NEW YORK — Wall Street rose on Friday as investors hoped for progress on trade in a critical U.S.-China meeting over the weekend, and the S&P 500 and the Nasdaq posted their biggest weekly percentage gains in nearly seven years.
The Dow saw its largest weekly advance in two years. Investors were encouraged this week by comments by Federal Reserve Chair Jerome Powell and subsequent minutes from the central bank’s latest meeting that suggested that the Fed will take a data-driven rather than ideological approach to future rate-hikes.
All three major U.S. indexes recorded modest monthly percentage gains for November.
A Chinese official said “consensus is steadily increasing” in trade negotiations between the U.S. and China as the G20 meeting got underway in Buenos Aires, sparking hopes there would be a positive resolution in the ongoing tariff dispute between the world’s two largest economies.

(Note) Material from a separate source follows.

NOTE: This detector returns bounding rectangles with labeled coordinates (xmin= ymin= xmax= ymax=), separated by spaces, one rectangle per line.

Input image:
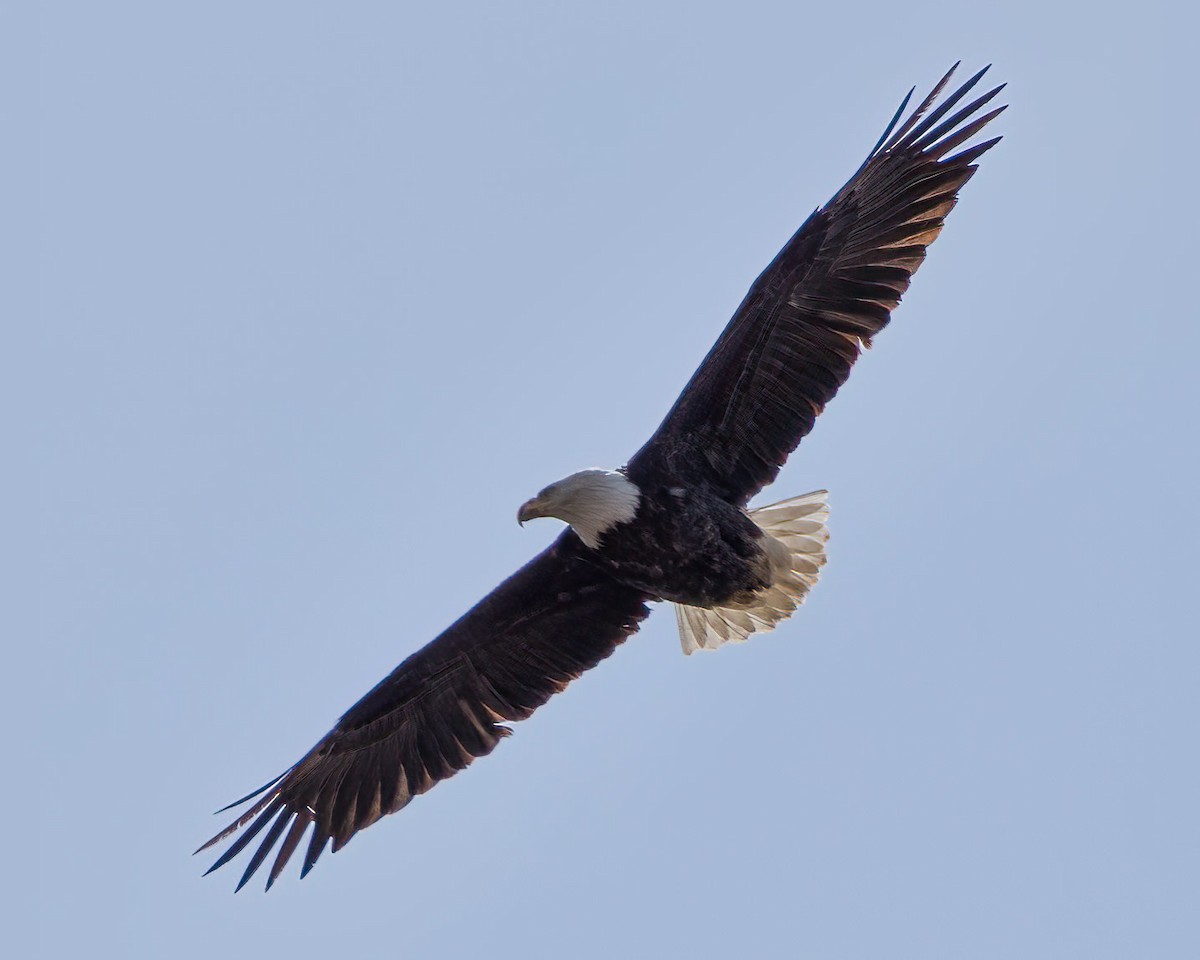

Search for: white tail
xmin=676 ymin=490 xmax=829 ymax=654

U.S. President Donald Trump is set to meet with his Chinese counterpart Xi Jinping on Saturday and the outcome could swing stocks for the rest of the year.
“The three key issues that people are really focusing on are how dovish is the Fed going to be going forward, how are trade relations with China going to play out, and what’s going on in the oil markets,” said Charlie Ripley, senior market strategist for Allianz Investment Management in Minneapolis.
“But as we get better news, that’s helped lift the markets,” Ripley added. “That’s why we’re seeing a week like this week.”
The Dow Jones Industrial Average rose 199.62 points, or 0.79 percent, to 25,538.46, the S&P 500 gained 22.4 points, or 0.82 percent, to 2,760.16 and the Nasdaq Composite added 57.45 points, or 0.79 percent, to 7,330.54.
Of the 11 major sectors in the S&P 500, all but energy ended the session in positive territory.